Vefakârlık ve kadirşinaslık imandandır. Vefasızlık, nifak alametidir. Bu sebeple Mümin vefalıdır, vefalı olmak zorundadır.
Vefasız; sevgisi geçici olan, sevgisine, dostluğuna bağlı olmayan, onları çabuk unutan.
Mümin, vefa özelliği içinde yaratılmıştır. Vefadan inhiraf etmemesi, vefasızlık göstermemesi için; “Elest bezminde”; “Ben sizin Rabbiniz değil miyim?” sorusuna muhatap kılmıştır. Yani işin başında bizleri vefa hamuruyla yoğurmuştur. Vefa hamuruyla yoğrulup pişince, Hz. Peygamberimizin; “Beni Hud suresindeki; “Emir olunduğun gibi dosdoğru ol” ayeti yaşlandırdı” buyurduğu gibi vefada zirve oluyor Müminler. Artık bu yaşlandıran ayet göz önünde olunca hayat boyu hiçbir şekilde vefasızlık denen bir olumsuzluğa kapı aralanmaz.

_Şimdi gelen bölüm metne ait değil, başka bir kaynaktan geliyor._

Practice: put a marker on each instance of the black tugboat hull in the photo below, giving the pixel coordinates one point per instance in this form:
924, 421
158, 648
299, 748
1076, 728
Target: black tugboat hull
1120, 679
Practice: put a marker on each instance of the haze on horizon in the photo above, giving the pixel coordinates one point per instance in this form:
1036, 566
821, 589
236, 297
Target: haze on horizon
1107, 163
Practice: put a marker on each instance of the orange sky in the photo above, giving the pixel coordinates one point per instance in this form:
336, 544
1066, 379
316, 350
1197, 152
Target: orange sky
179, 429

Vefa, her alanda olmalı; yemede, içmede, gezip tozmada, suyu ve havayı kullanmada, çevremizde, toplumumuzda, özel yaşantımızda…Bir insanın vefalı oluşu; çevresine, toplumuna, devletine, milletine, bayrağına, ezanına…sadakatle mümkün olur. Hiçbir zaman sözünde durmayan, konuştuğunda yalan söyleyen, emanete ihanet eden…insanlarda vefayı göremezsiniz. Onlara göre vefa, sadece bir semt ismidir.

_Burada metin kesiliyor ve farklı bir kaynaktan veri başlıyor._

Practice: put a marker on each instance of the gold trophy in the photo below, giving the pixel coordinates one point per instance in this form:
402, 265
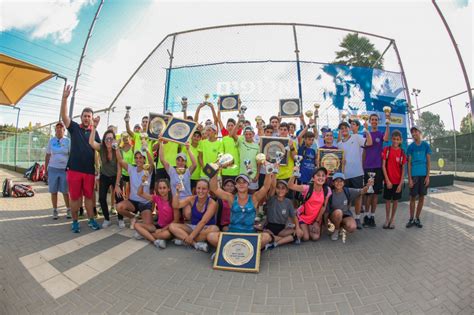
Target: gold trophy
387, 110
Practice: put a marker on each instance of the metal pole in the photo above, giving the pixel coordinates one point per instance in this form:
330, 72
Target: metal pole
458, 53
84, 49
455, 145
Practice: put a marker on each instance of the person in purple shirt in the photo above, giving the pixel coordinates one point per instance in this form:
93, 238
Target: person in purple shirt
373, 164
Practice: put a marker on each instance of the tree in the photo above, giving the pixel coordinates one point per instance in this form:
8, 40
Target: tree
431, 126
466, 124
358, 51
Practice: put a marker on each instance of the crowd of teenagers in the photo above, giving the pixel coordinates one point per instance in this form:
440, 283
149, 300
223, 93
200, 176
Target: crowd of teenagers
160, 188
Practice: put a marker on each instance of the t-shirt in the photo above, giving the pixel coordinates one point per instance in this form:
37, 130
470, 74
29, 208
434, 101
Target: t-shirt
247, 151
353, 148
278, 211
395, 161
308, 164
339, 199
209, 151
135, 182
418, 158
81, 156
165, 211
174, 180
59, 150
230, 146
373, 157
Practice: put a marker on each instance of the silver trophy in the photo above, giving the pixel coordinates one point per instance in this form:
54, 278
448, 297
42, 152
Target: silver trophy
296, 170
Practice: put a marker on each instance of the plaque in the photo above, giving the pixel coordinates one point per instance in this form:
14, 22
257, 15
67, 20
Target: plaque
271, 145
290, 107
238, 252
229, 103
157, 124
179, 130
332, 160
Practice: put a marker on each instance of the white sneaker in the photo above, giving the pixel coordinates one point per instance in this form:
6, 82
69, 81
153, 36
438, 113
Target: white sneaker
160, 244
201, 246
137, 236
121, 224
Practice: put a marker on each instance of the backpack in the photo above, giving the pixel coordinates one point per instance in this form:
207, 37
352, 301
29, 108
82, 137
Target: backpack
7, 187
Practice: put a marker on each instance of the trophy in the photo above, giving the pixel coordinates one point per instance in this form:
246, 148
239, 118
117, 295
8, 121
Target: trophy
296, 170
387, 110
146, 174
181, 171
242, 114
184, 104
248, 166
223, 160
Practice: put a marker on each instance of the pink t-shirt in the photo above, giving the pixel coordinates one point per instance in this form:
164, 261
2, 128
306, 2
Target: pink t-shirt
309, 211
165, 211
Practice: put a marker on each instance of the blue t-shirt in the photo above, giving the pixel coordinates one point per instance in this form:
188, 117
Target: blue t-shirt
308, 164
418, 158
81, 157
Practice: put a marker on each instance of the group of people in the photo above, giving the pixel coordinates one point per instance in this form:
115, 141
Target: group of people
161, 190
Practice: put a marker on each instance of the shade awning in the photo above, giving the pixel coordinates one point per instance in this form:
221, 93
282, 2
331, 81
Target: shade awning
17, 78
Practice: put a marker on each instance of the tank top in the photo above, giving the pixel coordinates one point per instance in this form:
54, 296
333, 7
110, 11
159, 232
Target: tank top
242, 218
196, 215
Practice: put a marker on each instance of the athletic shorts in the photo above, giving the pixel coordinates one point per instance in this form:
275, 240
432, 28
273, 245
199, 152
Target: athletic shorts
80, 184
57, 180
419, 188
378, 179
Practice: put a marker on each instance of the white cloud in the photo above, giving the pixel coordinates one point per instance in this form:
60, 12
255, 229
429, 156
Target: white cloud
55, 19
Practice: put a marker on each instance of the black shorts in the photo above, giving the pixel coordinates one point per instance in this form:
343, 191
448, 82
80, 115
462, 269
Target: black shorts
355, 182
275, 228
391, 194
419, 188
378, 179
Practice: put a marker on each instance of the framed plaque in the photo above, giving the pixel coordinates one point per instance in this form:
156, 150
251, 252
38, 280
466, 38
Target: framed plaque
179, 130
156, 125
270, 145
238, 252
290, 107
229, 103
331, 159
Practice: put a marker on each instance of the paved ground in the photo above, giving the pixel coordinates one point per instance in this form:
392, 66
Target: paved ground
44, 268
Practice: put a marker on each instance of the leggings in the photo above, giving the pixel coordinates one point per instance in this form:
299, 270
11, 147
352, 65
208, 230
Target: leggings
104, 183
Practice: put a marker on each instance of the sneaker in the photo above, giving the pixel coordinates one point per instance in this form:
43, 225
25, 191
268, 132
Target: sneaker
178, 242
93, 224
359, 225
418, 223
410, 223
202, 246
75, 227
160, 244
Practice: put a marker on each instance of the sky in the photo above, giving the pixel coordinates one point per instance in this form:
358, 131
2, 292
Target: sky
51, 34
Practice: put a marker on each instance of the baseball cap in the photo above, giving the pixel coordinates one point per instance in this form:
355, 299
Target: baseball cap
244, 177
338, 175
182, 155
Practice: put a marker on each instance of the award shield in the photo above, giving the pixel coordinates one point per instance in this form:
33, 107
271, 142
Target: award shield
331, 159
290, 107
238, 252
179, 130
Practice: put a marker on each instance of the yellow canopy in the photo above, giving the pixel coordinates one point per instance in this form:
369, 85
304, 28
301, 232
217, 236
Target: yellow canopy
18, 78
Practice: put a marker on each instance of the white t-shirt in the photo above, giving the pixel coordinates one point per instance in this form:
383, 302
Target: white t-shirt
135, 181
353, 148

Bu yüzden Tarım ve Orman Bakanı Sayın İbrahim Yumaklı’nın: “Suya vefa göstermezsek, veda ederiz” sözü çok yerinde ve anlamlıdır. Gerçekten baktığımız zaman en çok israf ettiklerimizin başında su geliyor. Yani en hayati öneme haiz olan, olmazsa olmazlarımızdan olan suya karşı vefasızlık gösterirsek, varın gerisini siz hesap edin.
Aslında bu vefasızlık konusu sadece suda değil. En başta Allah’a karşı vefasızlık yapıyoruz. Allah’a vefasızlık yapanın, kullara ve dünyaya vefasızlık yapmaması mümkün olur mu? Bakıverin dünyaya, nasıl bir vefasızlık örneği sergilendiğini görürsünüz.

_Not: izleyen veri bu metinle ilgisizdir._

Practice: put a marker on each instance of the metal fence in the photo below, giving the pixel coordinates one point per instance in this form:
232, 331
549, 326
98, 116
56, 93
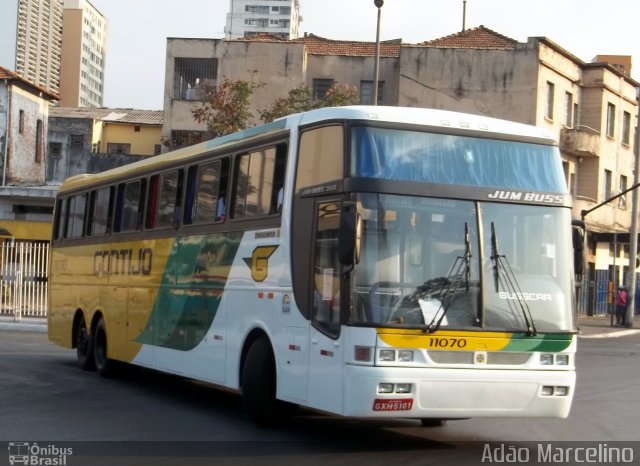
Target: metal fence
23, 278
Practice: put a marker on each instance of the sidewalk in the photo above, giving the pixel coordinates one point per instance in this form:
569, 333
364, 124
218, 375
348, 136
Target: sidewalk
589, 327
600, 327
26, 324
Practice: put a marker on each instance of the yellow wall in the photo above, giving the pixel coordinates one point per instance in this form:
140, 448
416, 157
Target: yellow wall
142, 142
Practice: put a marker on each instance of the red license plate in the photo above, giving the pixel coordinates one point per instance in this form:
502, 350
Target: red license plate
404, 404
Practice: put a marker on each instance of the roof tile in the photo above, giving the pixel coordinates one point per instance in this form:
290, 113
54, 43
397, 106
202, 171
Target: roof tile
115, 115
476, 38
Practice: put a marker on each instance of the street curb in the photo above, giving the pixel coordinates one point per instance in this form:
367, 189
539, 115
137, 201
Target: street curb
18, 326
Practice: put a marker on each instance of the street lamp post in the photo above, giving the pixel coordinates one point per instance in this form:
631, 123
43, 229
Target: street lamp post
376, 67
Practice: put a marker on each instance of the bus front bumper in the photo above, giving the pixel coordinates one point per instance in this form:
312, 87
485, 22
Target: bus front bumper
457, 393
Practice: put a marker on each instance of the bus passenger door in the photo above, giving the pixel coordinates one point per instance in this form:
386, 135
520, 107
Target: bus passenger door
326, 359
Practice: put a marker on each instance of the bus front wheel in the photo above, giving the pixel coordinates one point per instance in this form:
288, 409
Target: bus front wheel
259, 385
104, 365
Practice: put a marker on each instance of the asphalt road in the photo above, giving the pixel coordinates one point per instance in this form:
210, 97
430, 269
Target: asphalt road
145, 417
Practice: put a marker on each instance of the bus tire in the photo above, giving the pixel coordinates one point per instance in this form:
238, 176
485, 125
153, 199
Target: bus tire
259, 385
104, 365
84, 345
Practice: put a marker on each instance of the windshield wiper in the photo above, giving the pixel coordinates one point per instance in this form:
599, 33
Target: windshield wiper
510, 283
461, 269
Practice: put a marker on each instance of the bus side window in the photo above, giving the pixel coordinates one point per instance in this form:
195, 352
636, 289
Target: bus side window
326, 273
61, 215
76, 216
100, 208
260, 181
165, 200
129, 206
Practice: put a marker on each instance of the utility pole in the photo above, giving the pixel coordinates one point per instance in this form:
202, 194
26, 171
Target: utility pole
376, 66
633, 240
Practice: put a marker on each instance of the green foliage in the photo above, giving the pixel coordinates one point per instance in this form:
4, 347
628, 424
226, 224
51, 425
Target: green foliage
300, 99
226, 109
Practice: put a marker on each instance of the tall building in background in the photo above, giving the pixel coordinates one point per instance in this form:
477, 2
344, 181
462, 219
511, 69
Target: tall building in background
31, 40
84, 36
279, 18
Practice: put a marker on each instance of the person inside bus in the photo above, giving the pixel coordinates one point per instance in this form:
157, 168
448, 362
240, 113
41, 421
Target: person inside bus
220, 208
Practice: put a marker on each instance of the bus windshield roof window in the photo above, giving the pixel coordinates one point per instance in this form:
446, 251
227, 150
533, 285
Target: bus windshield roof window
450, 159
421, 258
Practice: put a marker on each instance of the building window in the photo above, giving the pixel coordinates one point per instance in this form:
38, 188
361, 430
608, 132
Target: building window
39, 141
117, 148
626, 128
55, 149
366, 92
77, 140
321, 87
184, 138
622, 200
569, 110
193, 77
611, 120
260, 9
551, 89
607, 184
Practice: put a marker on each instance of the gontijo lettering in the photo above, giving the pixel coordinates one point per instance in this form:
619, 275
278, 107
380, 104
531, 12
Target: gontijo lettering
123, 262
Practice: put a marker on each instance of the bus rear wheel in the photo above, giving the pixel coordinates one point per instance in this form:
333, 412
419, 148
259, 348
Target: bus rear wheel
259, 386
104, 365
84, 346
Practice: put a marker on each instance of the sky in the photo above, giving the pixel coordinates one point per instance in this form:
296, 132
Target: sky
138, 29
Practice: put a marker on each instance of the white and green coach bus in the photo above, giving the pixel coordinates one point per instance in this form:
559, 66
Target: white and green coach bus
360, 261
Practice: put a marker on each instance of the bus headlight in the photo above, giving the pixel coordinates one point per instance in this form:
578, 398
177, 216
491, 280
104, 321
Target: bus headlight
385, 388
405, 355
403, 388
387, 355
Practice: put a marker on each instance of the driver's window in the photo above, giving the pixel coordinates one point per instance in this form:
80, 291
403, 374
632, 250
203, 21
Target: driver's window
326, 274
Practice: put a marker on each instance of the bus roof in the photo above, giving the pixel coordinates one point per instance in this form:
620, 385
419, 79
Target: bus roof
432, 118
465, 122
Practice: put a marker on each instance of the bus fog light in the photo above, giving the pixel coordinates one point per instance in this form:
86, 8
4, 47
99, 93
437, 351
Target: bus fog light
385, 388
547, 390
405, 355
403, 388
387, 355
546, 359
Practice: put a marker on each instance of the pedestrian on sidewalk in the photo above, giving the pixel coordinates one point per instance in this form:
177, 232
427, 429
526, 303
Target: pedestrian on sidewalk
621, 305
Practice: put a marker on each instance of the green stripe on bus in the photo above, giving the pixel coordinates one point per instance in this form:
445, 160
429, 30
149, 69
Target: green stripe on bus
192, 287
544, 342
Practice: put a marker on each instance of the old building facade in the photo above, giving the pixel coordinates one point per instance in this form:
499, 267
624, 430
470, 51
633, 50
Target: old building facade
24, 196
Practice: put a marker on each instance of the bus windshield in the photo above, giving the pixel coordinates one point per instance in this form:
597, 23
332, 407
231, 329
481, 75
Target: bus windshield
452, 264
452, 159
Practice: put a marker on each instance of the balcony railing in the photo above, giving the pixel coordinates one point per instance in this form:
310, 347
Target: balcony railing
580, 141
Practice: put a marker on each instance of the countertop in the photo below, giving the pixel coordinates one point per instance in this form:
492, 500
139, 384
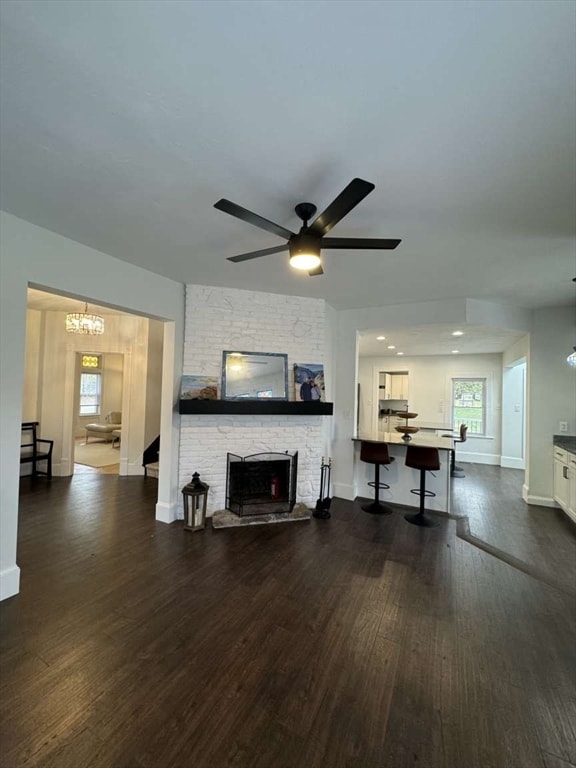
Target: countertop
425, 439
567, 442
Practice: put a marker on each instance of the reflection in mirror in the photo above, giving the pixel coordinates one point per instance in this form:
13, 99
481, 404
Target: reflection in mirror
254, 375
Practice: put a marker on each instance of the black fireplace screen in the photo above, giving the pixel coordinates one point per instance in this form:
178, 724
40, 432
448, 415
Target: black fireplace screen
261, 484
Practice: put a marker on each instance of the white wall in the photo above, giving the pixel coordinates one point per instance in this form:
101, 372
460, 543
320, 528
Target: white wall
430, 388
457, 311
219, 319
514, 416
551, 396
31, 254
153, 381
33, 364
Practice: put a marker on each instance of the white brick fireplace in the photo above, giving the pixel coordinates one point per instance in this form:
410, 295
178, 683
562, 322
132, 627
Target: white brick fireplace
219, 319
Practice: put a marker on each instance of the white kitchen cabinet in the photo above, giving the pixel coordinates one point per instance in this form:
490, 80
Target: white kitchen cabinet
571, 511
384, 386
562, 477
399, 386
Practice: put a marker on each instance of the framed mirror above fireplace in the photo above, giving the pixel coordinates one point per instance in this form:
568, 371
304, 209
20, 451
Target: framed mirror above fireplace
254, 375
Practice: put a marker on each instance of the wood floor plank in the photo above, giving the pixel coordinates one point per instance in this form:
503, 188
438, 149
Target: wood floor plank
355, 642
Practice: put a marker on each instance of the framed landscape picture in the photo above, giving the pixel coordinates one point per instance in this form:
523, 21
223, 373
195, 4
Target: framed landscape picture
199, 388
309, 382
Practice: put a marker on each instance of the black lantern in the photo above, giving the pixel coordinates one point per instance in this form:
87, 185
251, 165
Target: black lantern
195, 499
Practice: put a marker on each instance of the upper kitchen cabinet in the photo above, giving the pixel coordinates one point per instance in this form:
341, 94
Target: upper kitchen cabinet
384, 386
398, 386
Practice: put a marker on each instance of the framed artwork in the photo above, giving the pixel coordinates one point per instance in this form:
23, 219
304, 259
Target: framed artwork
254, 375
309, 382
199, 388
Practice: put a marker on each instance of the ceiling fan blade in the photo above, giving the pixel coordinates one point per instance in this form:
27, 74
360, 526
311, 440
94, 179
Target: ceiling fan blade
378, 243
349, 198
257, 254
252, 218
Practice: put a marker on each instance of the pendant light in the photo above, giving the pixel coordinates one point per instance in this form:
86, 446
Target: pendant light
84, 323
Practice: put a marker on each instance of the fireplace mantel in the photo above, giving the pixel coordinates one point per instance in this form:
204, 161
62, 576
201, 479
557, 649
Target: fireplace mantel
257, 407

Vefa, imanla eş değerlidir. Aşağıdaki şiirlerim, toplumu anlatmaktadır.
Kaybettik!
Hoş kahveler içtik, dost hanesinden,
Telve dilde kaldı, nazı kaybettik,
Muhabbete daldık, şahanesinden,
Dost mazide kaldı, özü kaybettik!
Çok yakılar sardık, dert gitsin diye,
Merhemlerden sürdük, berkitsin diye,
Onulmaz yarayı, terk etsin diye,
Güzel temenniyi, sözü kaybettik!
Eğlendik ve güldük, safiyane hep,
Canana göz olduk, sahiyane hep,
Ahbaba can bulduk, dahiyane hep,
Sabırlarımızı, nazı kaybettik!
Gülmeyi kâr kıldık, mutlu gün için,
Maskeyi yar bildik, kutlu gün için,
Dostla bahar bulduk, tatlı gün için,
Sevinç tasa oldu, bizi kaybettik!
Kalp sevgiyi sildi, tekliyor şimdi,
Sevgi rafta kaldı, bekliyor şimdi,
Nadide yerinde saklıyor şimdi,
Hasretler içinde, sizi kaybettik!
Vefa!
Aslını ararım nerede saklı?
Semt ismi mi yoksa lafta mı vefa?
Özlemle beklerim vuslata aklı,
Sanal bir isim mi rafta mı vefa?
Masalda geçen Anka kuşu mu?
Aşılmayan dağın dik yokuşu mu?
Riyakâr sözlerin can yakışı mı?
Ovada yaylada Kaf’ta mı vefa?
İnsanı kandıran yalan sözde mi?
Manasızlıktaki sönen özde mi?
Sevgiler bitiren küllü közde mi?
Sahte yığınlarda safta mı vefa?
Yazılarımızda hecelerde mi?
Rüyalarımızda gecelerde mi?
Ulaşılamayan yücelerde mi?
Becerilemeyen afta mı vefa? (02 ARALIK 2023)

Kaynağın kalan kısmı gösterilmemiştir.